You are viewing a plain text version of this content. The canonical link for it is here.

Posted to user@spark.apache.org by Richard Tsai <ri...@gmail.com> on 2017/04/01 07:29:21 UTC

[Spark Core]: flatMap/reduceByKey seems to be quite slow with Long keys on some distributions

Hi all,

I'm using Spark to process some corpora and I need to count the occurrence
of each 2-gram. I started with counting tuples (wordID1, wordID2) and it
worked fine except the large memory usage and gc overhead due to the
substantial number of small tuple objects. Then I tried to pack a pair of
Int into a Long, and the gc overhead did reduce greatly, but the run time
also increased several times.

I ran some small experiments with random data on different distributions.
It seems that the performance issue only occurs on exponential distributed
data. The example code is attached.

The job is split into two stages, flatMap() and count(). When counting
Tuples, flatMap() takes about 6s and count() takes about 2s, while when
counting Longs, flatMap() takes 18s and count() takes 10s.

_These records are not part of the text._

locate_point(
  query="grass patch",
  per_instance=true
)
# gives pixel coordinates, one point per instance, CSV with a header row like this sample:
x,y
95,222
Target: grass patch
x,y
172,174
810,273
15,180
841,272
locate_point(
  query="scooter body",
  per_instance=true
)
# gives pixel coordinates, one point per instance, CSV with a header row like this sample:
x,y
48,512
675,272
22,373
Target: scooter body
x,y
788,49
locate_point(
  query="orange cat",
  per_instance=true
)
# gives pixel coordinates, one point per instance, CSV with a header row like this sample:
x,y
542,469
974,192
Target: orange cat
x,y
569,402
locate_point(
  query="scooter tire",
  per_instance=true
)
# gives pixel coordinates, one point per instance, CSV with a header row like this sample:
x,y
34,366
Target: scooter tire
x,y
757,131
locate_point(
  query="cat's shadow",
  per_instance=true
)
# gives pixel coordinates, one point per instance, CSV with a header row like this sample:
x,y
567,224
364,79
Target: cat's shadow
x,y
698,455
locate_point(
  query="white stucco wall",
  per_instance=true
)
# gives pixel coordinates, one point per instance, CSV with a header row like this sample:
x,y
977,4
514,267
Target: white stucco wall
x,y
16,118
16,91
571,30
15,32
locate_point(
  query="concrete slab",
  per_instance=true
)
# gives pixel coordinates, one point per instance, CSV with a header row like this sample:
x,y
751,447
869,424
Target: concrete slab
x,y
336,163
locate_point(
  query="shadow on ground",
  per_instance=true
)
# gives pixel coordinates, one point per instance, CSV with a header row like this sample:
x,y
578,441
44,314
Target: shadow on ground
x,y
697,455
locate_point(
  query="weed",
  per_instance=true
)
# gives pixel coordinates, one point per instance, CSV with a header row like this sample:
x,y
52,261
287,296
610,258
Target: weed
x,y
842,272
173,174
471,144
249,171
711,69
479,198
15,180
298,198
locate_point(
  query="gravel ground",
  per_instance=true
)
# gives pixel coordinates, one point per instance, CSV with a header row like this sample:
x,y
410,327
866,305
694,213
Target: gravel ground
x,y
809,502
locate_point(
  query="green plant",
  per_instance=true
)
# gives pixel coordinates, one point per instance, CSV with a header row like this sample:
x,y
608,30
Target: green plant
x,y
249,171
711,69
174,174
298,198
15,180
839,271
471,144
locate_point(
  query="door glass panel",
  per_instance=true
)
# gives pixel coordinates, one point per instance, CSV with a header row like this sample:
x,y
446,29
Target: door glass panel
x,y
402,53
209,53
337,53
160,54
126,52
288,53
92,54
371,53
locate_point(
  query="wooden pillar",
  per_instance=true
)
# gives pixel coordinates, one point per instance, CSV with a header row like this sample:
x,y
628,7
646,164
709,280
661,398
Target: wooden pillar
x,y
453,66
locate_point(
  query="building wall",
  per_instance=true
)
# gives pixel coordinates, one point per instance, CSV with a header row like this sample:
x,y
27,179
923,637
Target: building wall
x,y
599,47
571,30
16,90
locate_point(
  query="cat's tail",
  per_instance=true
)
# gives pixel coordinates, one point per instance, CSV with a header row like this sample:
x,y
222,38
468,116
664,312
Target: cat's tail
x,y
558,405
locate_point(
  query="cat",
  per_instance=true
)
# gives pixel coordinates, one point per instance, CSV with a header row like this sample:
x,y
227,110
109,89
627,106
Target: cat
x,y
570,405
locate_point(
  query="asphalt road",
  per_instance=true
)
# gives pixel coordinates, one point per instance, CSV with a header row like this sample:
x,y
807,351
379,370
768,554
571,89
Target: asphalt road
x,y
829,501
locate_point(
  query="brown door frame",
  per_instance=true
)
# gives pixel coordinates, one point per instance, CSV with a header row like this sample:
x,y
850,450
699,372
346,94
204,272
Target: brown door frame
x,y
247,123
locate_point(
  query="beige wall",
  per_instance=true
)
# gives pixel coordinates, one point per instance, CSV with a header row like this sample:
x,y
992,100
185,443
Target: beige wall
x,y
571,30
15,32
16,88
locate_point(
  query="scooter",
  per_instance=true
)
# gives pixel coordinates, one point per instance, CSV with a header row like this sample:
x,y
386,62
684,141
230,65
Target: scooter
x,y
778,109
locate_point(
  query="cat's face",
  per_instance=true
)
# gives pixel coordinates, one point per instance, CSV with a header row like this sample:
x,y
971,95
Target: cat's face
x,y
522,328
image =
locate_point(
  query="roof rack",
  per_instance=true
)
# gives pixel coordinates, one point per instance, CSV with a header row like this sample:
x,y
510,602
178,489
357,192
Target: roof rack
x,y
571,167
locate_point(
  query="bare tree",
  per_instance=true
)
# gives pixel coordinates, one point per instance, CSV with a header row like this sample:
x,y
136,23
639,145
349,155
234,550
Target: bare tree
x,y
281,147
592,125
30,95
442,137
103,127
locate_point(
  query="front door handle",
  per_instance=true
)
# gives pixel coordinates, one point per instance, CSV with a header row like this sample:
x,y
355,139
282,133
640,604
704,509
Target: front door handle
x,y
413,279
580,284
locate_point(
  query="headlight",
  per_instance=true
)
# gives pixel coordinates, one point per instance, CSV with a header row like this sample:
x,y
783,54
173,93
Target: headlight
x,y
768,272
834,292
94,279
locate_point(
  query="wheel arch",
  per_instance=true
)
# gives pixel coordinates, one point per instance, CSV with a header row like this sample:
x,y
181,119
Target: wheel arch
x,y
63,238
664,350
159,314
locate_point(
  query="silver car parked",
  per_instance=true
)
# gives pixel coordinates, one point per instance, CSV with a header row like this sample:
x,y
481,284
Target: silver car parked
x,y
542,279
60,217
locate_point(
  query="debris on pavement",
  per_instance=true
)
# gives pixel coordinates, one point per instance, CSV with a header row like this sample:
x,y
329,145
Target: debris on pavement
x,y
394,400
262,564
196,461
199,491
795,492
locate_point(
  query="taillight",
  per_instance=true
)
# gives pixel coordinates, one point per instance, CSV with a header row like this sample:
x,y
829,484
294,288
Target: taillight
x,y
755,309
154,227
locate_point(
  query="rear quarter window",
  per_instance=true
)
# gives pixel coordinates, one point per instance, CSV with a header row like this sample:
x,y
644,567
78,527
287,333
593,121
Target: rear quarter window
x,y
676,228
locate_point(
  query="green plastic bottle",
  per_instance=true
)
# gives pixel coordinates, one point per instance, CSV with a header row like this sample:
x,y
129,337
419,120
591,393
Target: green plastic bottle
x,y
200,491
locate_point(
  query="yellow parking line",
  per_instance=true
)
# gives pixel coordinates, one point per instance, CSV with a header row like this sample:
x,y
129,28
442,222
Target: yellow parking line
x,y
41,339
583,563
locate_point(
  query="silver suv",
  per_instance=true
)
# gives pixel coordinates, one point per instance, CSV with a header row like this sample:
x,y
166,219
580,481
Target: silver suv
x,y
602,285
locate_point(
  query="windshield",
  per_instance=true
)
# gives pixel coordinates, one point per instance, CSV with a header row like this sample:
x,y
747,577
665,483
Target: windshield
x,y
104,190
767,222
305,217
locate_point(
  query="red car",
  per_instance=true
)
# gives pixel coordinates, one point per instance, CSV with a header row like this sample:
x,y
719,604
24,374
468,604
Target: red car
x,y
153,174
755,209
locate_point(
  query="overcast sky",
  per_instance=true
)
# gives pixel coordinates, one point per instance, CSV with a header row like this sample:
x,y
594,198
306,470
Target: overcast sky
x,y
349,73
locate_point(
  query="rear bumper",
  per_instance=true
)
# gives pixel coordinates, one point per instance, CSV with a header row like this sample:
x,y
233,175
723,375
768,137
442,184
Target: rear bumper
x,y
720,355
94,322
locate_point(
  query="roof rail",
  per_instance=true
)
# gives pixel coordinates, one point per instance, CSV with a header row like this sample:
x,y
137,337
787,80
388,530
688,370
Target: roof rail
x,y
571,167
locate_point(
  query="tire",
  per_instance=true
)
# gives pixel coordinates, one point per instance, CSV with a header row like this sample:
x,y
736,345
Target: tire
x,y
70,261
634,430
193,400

I haven't look into Spark's implementation of flatMap/reduceByKey, but I
guess Spark has some specializations for Long keys which happen to perform
not very well on some specific distributions. Does anyone have ideas about
this?

Best wishes,
Richard

// lines of word IDs
val data = (1 to 5000).par.map({ _ =>
  (1 to 1000) map { _ => (-1000 * Math.log(Random.nextDouble)).toInt }
}).seq

// count Tuples, fast
sc parallelize(data) flatMap { line =>
  val first = line.iterator
  val second = line.iterator.drop(1)
  for (pair <- first zip(second))
    yield (pair, 1L)
} reduceByKey { _ + _ } count()

// count Long, slow
sc parallelize(data) flatMap { line =>
  val first = line.iterator
  val second = line.iterator.drop(1)
  for ((a, b) <- first zip(second))
    yield ((a.toLong << 32) | b, 1L)
} reduceByKey { _ + _ } count()